昨夜をもってカンヌライオンズ2014は、すべて終了。ヒトによっては明け方まで飲んだくれて宿に帰り、ニース行きのバスが出るまでの30分間でパッキングしなくてはならず、「あー、ライオンズ・デイリーがカバンに入らないー!」と焦りまくった方も、いたことだろう。
先に結果を明かすと、我らがスダラボの「ライスコード」は、昨夜の贈賞発表で「ブランデッド・コンテンツ&エンターテイメント部門」のブロンズをさらに1ついただいた。快挙である。これで滞在中の成果は、トロフィー合計5つとなった。金2、銀1、銅2である。これも、かなり快挙だろう。

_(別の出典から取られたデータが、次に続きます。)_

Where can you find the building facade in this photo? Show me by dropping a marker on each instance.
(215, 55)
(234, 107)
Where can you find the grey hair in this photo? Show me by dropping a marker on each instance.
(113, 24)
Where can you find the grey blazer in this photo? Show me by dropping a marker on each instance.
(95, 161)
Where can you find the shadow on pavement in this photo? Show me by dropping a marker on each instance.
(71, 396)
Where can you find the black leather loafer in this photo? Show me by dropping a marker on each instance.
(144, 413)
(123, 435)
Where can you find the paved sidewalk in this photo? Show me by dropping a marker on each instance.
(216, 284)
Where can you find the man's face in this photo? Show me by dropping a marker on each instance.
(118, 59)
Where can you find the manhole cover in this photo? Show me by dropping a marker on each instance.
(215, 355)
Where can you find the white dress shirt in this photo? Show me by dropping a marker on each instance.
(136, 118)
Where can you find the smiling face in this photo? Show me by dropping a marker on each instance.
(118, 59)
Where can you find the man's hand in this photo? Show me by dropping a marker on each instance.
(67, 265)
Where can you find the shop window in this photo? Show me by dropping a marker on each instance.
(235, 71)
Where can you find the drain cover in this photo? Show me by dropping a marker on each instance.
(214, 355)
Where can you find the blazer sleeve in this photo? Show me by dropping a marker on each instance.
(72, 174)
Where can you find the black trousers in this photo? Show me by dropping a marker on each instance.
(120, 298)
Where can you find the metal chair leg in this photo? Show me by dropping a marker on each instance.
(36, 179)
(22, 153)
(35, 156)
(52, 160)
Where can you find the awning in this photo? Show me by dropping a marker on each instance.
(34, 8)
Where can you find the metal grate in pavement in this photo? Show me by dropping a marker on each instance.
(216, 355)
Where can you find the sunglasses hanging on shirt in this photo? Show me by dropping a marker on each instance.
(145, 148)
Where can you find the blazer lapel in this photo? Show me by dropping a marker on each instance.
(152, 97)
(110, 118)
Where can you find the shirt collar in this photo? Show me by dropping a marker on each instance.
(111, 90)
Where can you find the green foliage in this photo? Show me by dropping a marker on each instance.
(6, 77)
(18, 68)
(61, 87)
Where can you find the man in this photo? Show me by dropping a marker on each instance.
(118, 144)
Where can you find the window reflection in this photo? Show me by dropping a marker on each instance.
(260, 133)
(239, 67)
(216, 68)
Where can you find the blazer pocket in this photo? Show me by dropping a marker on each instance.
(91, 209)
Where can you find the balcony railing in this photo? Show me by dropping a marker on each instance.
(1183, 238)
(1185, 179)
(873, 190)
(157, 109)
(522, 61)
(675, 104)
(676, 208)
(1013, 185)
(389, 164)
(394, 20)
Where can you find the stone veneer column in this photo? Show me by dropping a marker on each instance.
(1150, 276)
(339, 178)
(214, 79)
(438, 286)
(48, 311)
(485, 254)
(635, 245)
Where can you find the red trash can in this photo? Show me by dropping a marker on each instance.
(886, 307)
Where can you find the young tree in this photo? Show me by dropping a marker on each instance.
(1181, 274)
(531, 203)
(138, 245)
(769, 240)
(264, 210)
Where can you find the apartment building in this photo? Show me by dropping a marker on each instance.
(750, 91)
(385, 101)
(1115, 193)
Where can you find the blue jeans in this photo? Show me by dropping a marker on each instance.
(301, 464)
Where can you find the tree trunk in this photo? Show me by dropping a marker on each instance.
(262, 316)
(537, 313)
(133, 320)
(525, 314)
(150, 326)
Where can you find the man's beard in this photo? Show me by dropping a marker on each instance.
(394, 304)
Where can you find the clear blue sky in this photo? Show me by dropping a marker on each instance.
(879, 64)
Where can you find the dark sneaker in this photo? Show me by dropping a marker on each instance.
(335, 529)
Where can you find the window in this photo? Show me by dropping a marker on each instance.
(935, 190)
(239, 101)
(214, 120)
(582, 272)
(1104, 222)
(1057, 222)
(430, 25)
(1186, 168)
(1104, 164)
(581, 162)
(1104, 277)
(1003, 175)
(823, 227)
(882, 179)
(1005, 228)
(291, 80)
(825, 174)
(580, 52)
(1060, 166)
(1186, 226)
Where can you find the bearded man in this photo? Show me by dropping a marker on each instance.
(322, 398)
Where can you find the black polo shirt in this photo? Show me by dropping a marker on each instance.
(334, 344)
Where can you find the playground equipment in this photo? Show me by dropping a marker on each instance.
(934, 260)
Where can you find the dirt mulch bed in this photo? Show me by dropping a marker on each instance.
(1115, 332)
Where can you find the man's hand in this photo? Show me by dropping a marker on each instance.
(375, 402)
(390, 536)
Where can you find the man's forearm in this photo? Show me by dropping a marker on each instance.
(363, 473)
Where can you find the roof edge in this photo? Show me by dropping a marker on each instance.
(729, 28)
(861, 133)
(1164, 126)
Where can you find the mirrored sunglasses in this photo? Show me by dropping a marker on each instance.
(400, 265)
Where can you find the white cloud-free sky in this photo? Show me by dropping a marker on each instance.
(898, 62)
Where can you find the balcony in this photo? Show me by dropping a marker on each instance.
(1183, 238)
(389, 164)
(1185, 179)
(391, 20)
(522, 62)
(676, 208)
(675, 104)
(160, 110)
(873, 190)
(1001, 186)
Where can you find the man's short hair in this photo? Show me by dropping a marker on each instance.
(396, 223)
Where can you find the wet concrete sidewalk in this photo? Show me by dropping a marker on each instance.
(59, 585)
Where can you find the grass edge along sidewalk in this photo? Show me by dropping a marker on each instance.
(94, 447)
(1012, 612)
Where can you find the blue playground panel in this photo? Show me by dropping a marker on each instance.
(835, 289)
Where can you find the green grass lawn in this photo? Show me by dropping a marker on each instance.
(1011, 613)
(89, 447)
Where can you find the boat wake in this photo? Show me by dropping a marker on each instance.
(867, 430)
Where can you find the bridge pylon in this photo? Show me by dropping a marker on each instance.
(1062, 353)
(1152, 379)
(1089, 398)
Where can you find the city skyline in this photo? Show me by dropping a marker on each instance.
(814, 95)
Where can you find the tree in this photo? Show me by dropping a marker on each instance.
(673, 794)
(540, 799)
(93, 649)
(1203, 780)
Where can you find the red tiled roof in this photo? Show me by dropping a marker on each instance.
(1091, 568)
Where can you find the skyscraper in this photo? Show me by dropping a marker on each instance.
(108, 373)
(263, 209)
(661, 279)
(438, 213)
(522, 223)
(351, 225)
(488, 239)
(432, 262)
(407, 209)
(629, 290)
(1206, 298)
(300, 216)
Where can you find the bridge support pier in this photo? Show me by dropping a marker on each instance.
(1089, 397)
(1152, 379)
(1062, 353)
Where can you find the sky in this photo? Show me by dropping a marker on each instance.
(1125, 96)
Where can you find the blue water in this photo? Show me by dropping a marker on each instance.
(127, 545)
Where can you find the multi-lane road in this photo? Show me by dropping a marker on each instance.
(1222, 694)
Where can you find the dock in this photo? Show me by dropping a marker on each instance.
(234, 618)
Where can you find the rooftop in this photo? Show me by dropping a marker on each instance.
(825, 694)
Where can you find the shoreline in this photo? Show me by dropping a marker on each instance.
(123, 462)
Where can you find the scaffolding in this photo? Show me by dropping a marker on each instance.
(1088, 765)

ちなみに、先にお詫びしておくと、昨日のタイトルと本文で「かほうは寝て待て」の「かほう」を「家宝」と書いていたが、これは日本語の慣用句では「果報」が正しい。意味を引くと「運がよいこと、よい運を授かって幸福であること」とあるから、まさに「果報者」とは我々のことである。 送信した後で誤変換に気づいたが、火曜の時点ですでに我々は「果報」を得ていたし、「家宝を待ってる感じ」が昨日の朝の気分に合致していたので、直さずにそのまま公開した。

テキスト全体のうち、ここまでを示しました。